I realize that Noah may be understandably angry, but even factoring that in there seems to be a weird disconnect here, as if, when he tells me that a publisher changed one of his titles, he expects me to conclude that there's something wrong with the publisher. It's not immediately clear to me that the publisher was wrong, either about this particular title or about the policy of avoiding taking shots in a title, but even if the publisher were clearly wrong, it would still strike me as part of the normal friction of putting out a magazine.
I also get the feeling that Mackenzie Weinger, the author of the Politico piece, had the same reaction as Noah, especially given the snark about the New Republic cafes. (two quick points: first, speakers at events like this are expected to toss out big, interesting, out-of-the-box ideas like co-branding seemingly unrelated businesses; second, weird co-branding ideas are common. By the standards of the field and in the context of the speech, this suggestion wasn't particularly outrageous.)

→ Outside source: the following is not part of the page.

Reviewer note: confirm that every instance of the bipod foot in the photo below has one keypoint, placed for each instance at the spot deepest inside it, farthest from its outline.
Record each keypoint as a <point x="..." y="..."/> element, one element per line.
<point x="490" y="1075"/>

What makes this more interesting than just than just another case of an ex-employee griping about a former boss is the way it supplies what Noah might call an additional data point for some ongoing concerns about the state of journalism, the idea that the profession has a problem with arrogance and tribalism.
To the tribalism point, this is the second time in recent memory when Politico's Media column has uncritically taken the side of Washington journalistic insiders (such as Noah) against outsider (such as Hughes). It was the Media column where Dylan Byers went after Nate Silver because, to be blunt, he was making the the DC journalism insiders look bad and, more to the point, expendable.
And having journalism critics who uncritically take the side of other journalists is not a good thing.